Santigold’s costumed backup dancers took full advantage of the festive spirit, utilizing selfie sticks as canes. At one point during the set, Santi invited the audience to jump the barrier fences to join her onstage for a full-on, no-holds-barred dance party.
The often eccentric and boisterous multi-instrumentalists of Modest Mouse took to the stage on Voodoo’s first night, treating fans to a high-octane set. Led by Isaac Brock, band jumped right into a hit-laden playlist with tracks like “Float On,” “Missed the Boat,” “Dashboard,” and more. With Brock even shimmying through a few guitar solos with his mouth, the band’s crisply harmonious sounds kept crowds dancing late into the evening.
Skrillex and Diplo entered the stage dressed in basic bed sheet ghost costumes while a mashup of Soulja Boy’s “Crank Dat” and the Halloween theme blasted from their speakers. Jack Ü kept up that high energy sense of playfulness with projections of dancing pumpkins and skeletons behind them, interspersing their own tracks with crowd favorites (think Beyoncé’s “7/11,” Rihanna’s “Bitch Better Have My Money,” and Whitney Houston’s “I Will Always Love You.”
Jack Ü’s track with 2 Chainz, “Febreze,” found Diplo jumping on the DJ booth dancing with a back-up performer dressed as a life-size bottle of the cleaning product. New Orleans native Fly Boi Keno was brought out at one point while Skrillex ran around waving a Jack Ü flag. Streamers, smoke, and mini-fireworks shot up from the stage as their 2015 remix with Justin Bieber, “Where Are You Now,” closed the show.
The Voodoo grounds were littered with tons of amusement park attractions — a Ferris Wheel, a Tilt-a-Whirl, and even homemade mud slides, surfed by fans with inflatable pizza slices — but nothing compared to the ride Jane’s Addiction took their fans on. The music vets dug into tracks like “Ain’t No Right” from 1990’s Ritual de lo Habitual, “Mountain Song” off of 1998’s Nothing’s Shocking, and “Just Because” from 2003’s Strays. The crowd gazed in shock at the band’s sprightly performance and theatrics as two women suspended by hooks in their flesh, flew above the stage during the set’s final song “Whores.”
Florence and the Machine
Florence Welch rarely ceased dancing during her headlining set, dressed for the occasion in ghastly makeup and all. The British whirlwind’s commanding voice and dazzling stage presence kept fans enraptured throughout old songs and new, leaning heavily on her 2015 release How Big, How Blue, How Beautiful.
Feeding off of crowd’s energy, Welch eventually shed her outfit, stripping down to her bra and running down from the stage right into the audience’s embrace. Concluding Voodoo’s first night with a passionate rendition of 2009’s “Drumming Song” and a powerful, passionate encore of “What Kind of Man,” Flo left the stage with a theatrical, emotionally enrapturing crawl.

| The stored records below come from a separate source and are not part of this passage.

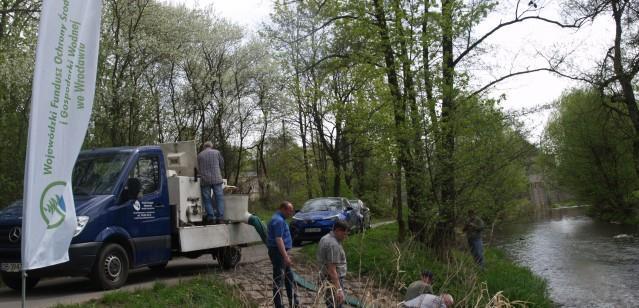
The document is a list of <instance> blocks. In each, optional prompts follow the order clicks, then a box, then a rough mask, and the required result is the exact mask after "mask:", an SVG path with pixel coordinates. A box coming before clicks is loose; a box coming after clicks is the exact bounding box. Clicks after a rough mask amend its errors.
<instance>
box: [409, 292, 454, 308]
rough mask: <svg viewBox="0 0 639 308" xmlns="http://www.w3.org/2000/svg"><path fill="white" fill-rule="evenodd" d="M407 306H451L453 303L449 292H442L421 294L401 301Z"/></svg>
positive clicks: (418, 306) (451, 298)
mask: <svg viewBox="0 0 639 308" xmlns="http://www.w3.org/2000/svg"><path fill="white" fill-rule="evenodd" d="M402 304H403V307H407V308H451V307H453V305H454V304H455V301H454V300H453V297H452V296H451V295H450V294H447V293H442V294H441V295H440V296H437V295H433V294H422V295H419V296H417V297H415V298H413V299H411V300H409V301H405V302H403V303H402Z"/></svg>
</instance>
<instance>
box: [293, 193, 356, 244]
mask: <svg viewBox="0 0 639 308" xmlns="http://www.w3.org/2000/svg"><path fill="white" fill-rule="evenodd" d="M337 220H344V221H347V222H348V223H350V225H351V230H359V229H360V226H359V224H360V220H359V219H358V217H357V215H356V213H355V212H354V211H353V208H352V207H351V204H350V203H349V202H348V200H347V199H346V198H342V197H326V198H315V199H311V200H308V201H306V203H304V206H302V209H301V210H300V211H298V212H297V213H295V215H294V216H293V221H291V223H290V229H291V236H292V237H293V245H295V246H299V245H300V244H301V243H302V241H318V240H319V239H320V238H321V237H322V236H324V234H326V233H328V232H330V231H331V230H332V229H333V224H334V223H335V221H337Z"/></svg>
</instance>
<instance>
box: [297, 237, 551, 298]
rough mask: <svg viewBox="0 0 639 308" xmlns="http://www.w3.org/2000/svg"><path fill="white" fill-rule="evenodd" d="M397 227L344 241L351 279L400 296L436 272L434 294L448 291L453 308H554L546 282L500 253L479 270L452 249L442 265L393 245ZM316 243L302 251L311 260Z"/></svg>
mask: <svg viewBox="0 0 639 308" xmlns="http://www.w3.org/2000/svg"><path fill="white" fill-rule="evenodd" d="M396 234H397V224H391V225H385V226H381V227H379V228H376V229H371V230H368V231H367V232H366V233H364V234H355V235H351V236H350V237H349V238H348V239H347V240H346V241H345V243H344V248H345V250H346V254H347V257H348V269H349V275H351V276H355V277H363V276H365V277H368V278H369V279H372V280H373V281H375V282H376V283H377V284H380V285H381V286H383V287H385V288H386V289H389V290H392V291H393V292H395V295H396V296H398V297H400V298H401V296H402V295H403V294H404V292H405V288H406V286H407V285H408V284H410V283H411V282H412V281H415V280H418V279H419V273H420V271H421V270H422V269H429V270H431V271H433V272H434V273H435V281H434V285H433V290H434V291H435V293H443V292H445V293H450V294H452V295H453V296H454V297H455V301H456V305H455V306H456V307H476V306H477V305H479V306H485V305H487V304H488V306H493V305H492V304H494V303H495V302H496V301H501V302H502V303H503V302H509V303H510V304H516V303H520V304H525V305H526V306H530V307H552V306H553V304H552V301H551V300H550V298H549V295H548V288H547V284H546V282H545V281H544V280H543V279H542V278H540V277H537V276H535V275H534V274H533V273H532V272H531V271H530V270H528V269H527V268H525V267H522V266H518V265H515V264H514V263H513V262H512V261H511V260H510V259H508V258H507V257H506V256H505V254H504V253H503V252H502V251H501V250H498V249H494V248H488V249H486V253H485V258H486V268H485V270H484V271H481V270H479V268H478V267H477V266H475V264H474V263H473V261H472V260H471V258H470V256H469V254H468V253H467V252H466V251H459V250H453V251H452V253H451V257H450V258H449V259H450V261H448V262H441V261H438V260H437V258H435V256H434V254H433V253H432V252H431V251H430V250H429V249H427V248H426V247H423V246H421V245H419V244H416V243H402V244H399V243H397V241H396ZM316 251H317V245H315V244H314V245H307V246H305V247H304V248H303V253H304V254H306V255H307V256H308V258H309V259H311V260H314V259H315V253H316Z"/></svg>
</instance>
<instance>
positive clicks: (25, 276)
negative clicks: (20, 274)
mask: <svg viewBox="0 0 639 308" xmlns="http://www.w3.org/2000/svg"><path fill="white" fill-rule="evenodd" d="M26 301H27V271H25V270H24V269H23V270H22V308H24V307H25V302H26Z"/></svg>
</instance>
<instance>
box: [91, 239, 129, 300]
mask: <svg viewBox="0 0 639 308" xmlns="http://www.w3.org/2000/svg"><path fill="white" fill-rule="evenodd" d="M91 276H92V280H93V282H94V283H95V285H96V287H98V288H99V289H101V290H112V289H117V288H120V287H121V286H122V285H124V283H125V282H126V279H127V277H128V276H129V256H128V254H127V253H126V250H124V248H122V246H120V245H118V244H114V243H111V244H107V245H106V246H104V248H102V250H101V251H100V254H99V256H98V259H97V261H96V263H95V264H94V266H93V272H92V275H91Z"/></svg>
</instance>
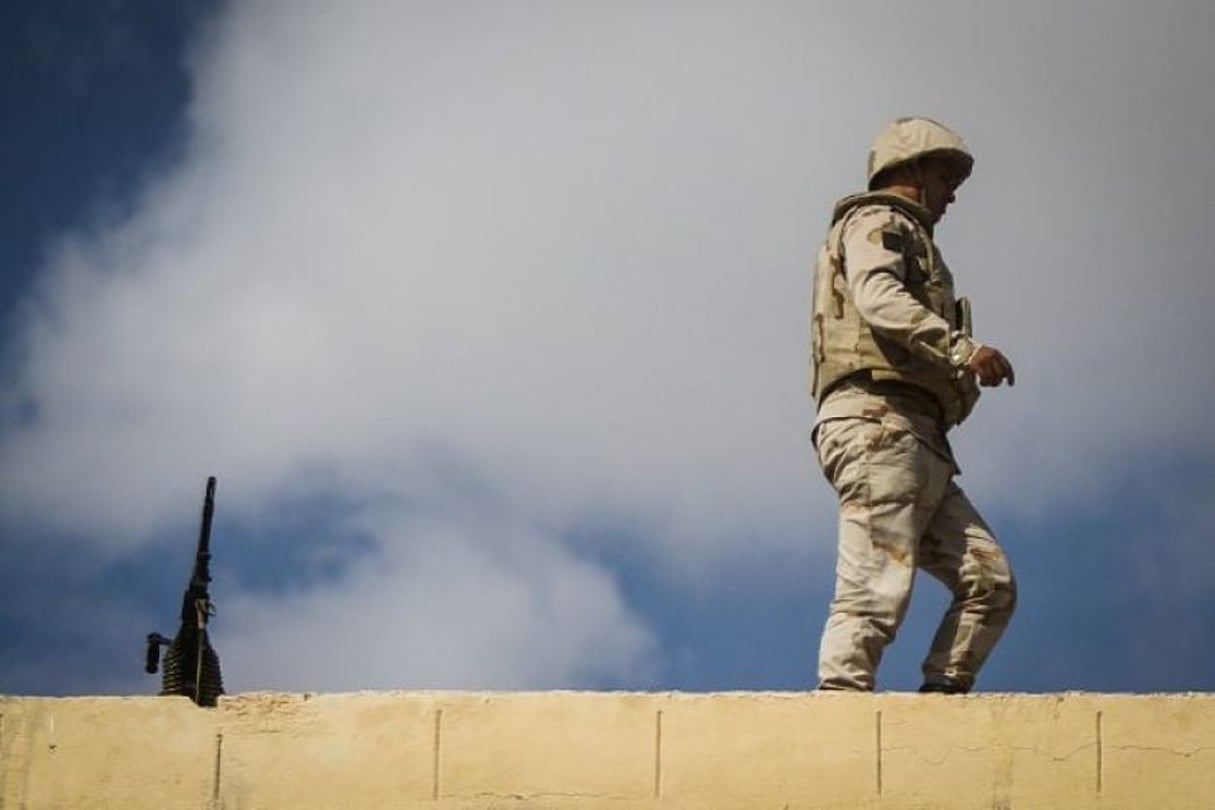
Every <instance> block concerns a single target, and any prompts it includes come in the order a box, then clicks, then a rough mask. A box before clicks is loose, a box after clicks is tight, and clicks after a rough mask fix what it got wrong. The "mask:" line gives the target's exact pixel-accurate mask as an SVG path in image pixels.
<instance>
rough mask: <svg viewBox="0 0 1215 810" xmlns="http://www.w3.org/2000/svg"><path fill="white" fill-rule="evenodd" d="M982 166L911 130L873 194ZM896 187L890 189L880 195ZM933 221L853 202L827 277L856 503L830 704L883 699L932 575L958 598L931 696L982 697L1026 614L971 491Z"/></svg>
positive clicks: (837, 475) (840, 429) (956, 370)
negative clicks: (903, 632) (901, 629)
mask: <svg viewBox="0 0 1215 810" xmlns="http://www.w3.org/2000/svg"><path fill="white" fill-rule="evenodd" d="M928 155H933V157H940V158H945V159H948V160H950V162H953V163H954V164H955V165H954V170H955V172H957V175H959V176H960V177H965V176H967V175H968V174H970V171H971V169H972V165H973V159H972V157H971V154H970V152H968V149H967V148H966V145H965V143H963V142H962V140H961V138H960V137H957V135H955V134H954V132H951V131H949V130H948V129H945V128H944V126H942V125H940V124H937V123H936V121H931V120H928V119H899V120H897V121H894V123H893V124H892V125H891V126H888V128H887V129H886V130H885V131H883V132H882V134H881V135H880V136H878V138H877V141H876V142H875V143H874V148H872V151H871V152H870V164H869V177H870V188H872V187H874V186H875V180H877V181H881V175H882V172H885V171H886V170H887V169H891V168H894V166H898V165H900V164H904V163H908V162H910V160H915V159H917V158H921V157H928ZM877 185H880V182H878V183H877ZM932 236H933V221H932V215H931V214H929V211H928V210H927V209H925V208H923V206H922V205H920V204H917V203H915V202H912V200H909V199H905V198H903V197H899V196H895V194H889V193H882V192H872V191H871V192H869V193H866V194H858V196H854V197H849V198H846V199H843V200H841V202H840V203H838V204H837V205H836V208H835V211H833V216H832V223H831V228H830V231H829V234H827V239H826V242H825V244H824V247H823V249H821V250H820V251H819V259H818V264H816V266H815V279H814V304H813V307H812V323H810V333H812V340H810V342H812V346H810V352H812V358H810V361H812V363H810V364H812V378H810V390H812V395H813V396H814V398H815V401H816V402H818V418H816V420H815V427H814V434H813V440H814V446H815V449H816V453H818V457H819V463H820V464H821V466H823V472H824V475H825V476H826V478H827V481H829V482H830V483H831V486H832V487H833V488H835V491H836V493H837V494H838V498H840V546H838V561H837V565H836V584H835V596H833V599H832V601H831V608H830V613H829V617H827V622H826V628H825V629H824V633H823V640H821V645H820V648H819V684H820V686H821V687H824V689H846V690H872V689H874V687H875V685H876V684H875V681H876V672H877V667H878V663H880V662H881V658H882V651H883V650H885V648H886V646H887V645H888V644H889V642H891V641H893V640H894V636H895V634H897V631H898V629H899V625H900V624H902V622H903V618H904V616H905V614H906V608H908V605H909V602H910V599H911V590H912V584H914V582H915V576H916V571H917V570H923V571H926V572H928V573H929V574H932V576H933V577H936V578H937V579H939V580H940V582H942V583H944V584H945V587H946V588H948V589H949V591H950V594H951V595H953V600H951V602H950V606H949V610H948V611H946V612H945V616H944V617H943V619H942V622H940V625H939V628H938V630H937V633H936V636H934V638H933V641H932V646H931V650H929V652H928V656H927V657H926V658H925V661H923V665H922V669H923V679H925V685H926V686H929V687H932V686H937V687H943V689H945V690H946V691H968V690H970V689H971V687H972V686H973V685H974V679H976V675H977V674H978V672H979V669H981V668H982V665H983V663H984V662H985V661H987V658H988V656H989V655H990V652H991V648H993V647H994V646H995V644H996V641H998V640H999V639H1000V636H1001V634H1002V633H1004V630H1005V628H1006V627H1007V624H1008V619H1010V617H1011V616H1012V611H1013V608H1015V606H1016V601H1017V587H1016V580H1015V578H1013V574H1012V571H1011V568H1010V566H1008V561H1007V559H1006V557H1005V554H1004V551H1002V550H1001V549H1000V545H999V543H998V542H996V539H995V537H994V536H993V533H991V529H990V528H989V527H988V526H987V523H984V522H983V519H982V517H981V516H979V514H978V512H977V511H976V509H974V506H973V505H972V504H971V502H970V499H968V498H967V497H966V494H965V493H963V492H962V489H961V488H960V487H959V486H957V485H956V483H955V481H954V476H955V475H957V474H959V472H960V470H959V468H957V463H956V461H955V459H954V454H953V451H951V449H950V447H949V441H948V438H946V431H948V430H949V429H950V427H951V426H954V425H956V424H959V423H961V421H962V420H963V419H965V418H966V417H967V414H968V413H970V412H971V409H972V408H973V407H974V403H976V401H977V400H978V386H977V384H976V380H974V375H973V373H972V372H971V370H970V368H968V367H967V361H968V359H970V357H971V355H972V353H973V352H974V351H976V349H977V346H978V344H976V342H974V341H973V340H972V338H971V335H970V316H968V312H970V307H968V305H961V304H960V301H959V300H957V299H956V296H955V291H954V279H953V274H951V273H950V271H949V267H948V266H946V265H945V262H944V260H943V257H942V255H940V251H939V250H938V249H937V247H936V244H934V243H933V238H932Z"/></svg>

Nothing was more fitting for the Halloween festival than a closing slot from the Prince of Darkness himself, Ozzy Osbourne, but what made this performance even more special were the guest artists that joined the singer throughout the night.
Osbourne took to the stage in his all-black outfit, rocking a menacing grin before starting the night off with “I Don’t Know.” From that point on, it was a nonstop barrage of tunes as Rage Against the Machine guitarist Tom Morello joined the stage for “Mr. Crowley” and “Bark At The Moon.” Slash joined in on the fun soon thereafter, bringing heavier riffs to the song “Children of the Grave” before “Iron Man” saw, Morello, Slash, and Geezer Butler joining Osbourne onstage.
Osbourne maintained his charming intensity for the full set, spraying the audience with a fire hose as he ended the night with “Crazy Train.” “Thank you so much for sticking it out in this f—ing dreadful weather. I love you all,” said Osbourne graciously, as he bowed down on his knees.
A resounding “Ozzy! Ozzy!” chant resulted in the singer performing two encores — “Mama I’m Coming Home” and “Paranoid” — the latter of which featured a pummeling Slash guitar solo as fireworks lit up the night sky.